I dwell on what was. Home is always so cold, even in my memory.

When I was out there, alone my thoughts were nothing to anyone, not even me. They just were sucked up into the sky, such a dark blue. As I walked further it deepened, and I thought if you were here I could tell you so much. If you were here maybe I could let you see me. Because no one is allowed to see me are they, only the words, my blood. Trying to bleed the sickness out with words, but I think that only makes the illness spread. It isn't words I need is it? The words that gave release to me, and words that damned me. What I need is something else. But how can I begin to understand these things? I think I will just walk endlessly, until I reach a tunnel, filled with oily water. Like that tunnel I used to crawl through as a child with my little brother, when everything was still so amazing to me. Crawl through the rippled insides, the wetness invading the toes of my dirty sneakers.

I don't how I can make it feeling like this, Rising from the sea for a breath of air, only to sink again.

Depression my old friend

| Talk to me
Eat an apple that fits in the palm of my hand
The skin breaks and floods my mouth

sing sing singing in church. My white robe, the green sash. My arm aching from holding up that damn book. Sing out to the stained glass window. The folds of the robes in red and purple. Feeling like I'm going to faint, my belly pressed against the wood. The congregation far far below looking up at me. The glass is so deep, the red and the purple. The organ pulses sound under my feet.
Sitting on the stone steps, watching the Virginia Creepers spotted red and green, trembling over the walls.

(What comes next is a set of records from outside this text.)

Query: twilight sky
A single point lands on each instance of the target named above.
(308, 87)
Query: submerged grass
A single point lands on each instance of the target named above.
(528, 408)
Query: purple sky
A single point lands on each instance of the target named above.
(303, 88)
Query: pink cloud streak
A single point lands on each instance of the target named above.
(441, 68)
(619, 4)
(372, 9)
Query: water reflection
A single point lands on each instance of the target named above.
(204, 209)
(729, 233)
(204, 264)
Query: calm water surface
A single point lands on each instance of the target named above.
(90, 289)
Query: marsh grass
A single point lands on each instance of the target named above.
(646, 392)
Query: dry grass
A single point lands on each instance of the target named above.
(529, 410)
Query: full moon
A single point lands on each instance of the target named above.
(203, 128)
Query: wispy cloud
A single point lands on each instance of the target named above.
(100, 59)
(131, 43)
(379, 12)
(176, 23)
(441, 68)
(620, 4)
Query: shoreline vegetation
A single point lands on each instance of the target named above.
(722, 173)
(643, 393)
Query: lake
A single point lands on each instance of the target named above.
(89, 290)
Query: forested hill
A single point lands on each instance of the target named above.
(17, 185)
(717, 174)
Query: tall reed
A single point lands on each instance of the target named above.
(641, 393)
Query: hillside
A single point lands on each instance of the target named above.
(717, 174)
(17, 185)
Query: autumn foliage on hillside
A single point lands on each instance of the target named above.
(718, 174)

The world is awash with colors.

Sing until I shake from trying to hold the note. Sing and brush my eyes around the crowd trying to find faces that are not there.

Phone call from Karen sitting in the window. Sound of her voice so fimilar and so different.

Cursing in the hallway, in a frenzy, pacing. Flinging myself on the bed and crying with my face to the wall and my knees drawn up, trying to push it all out. A few quick breaths, a roll of tears over my nose and cheeks, but not enough. Never enough anymore. Why can't I just cry like I want to?

"O' Fortuna" "O' Fortune" I will listen and lay on the floor again, staring at the ceiling and waiting for me to rebecome the person I enjoy.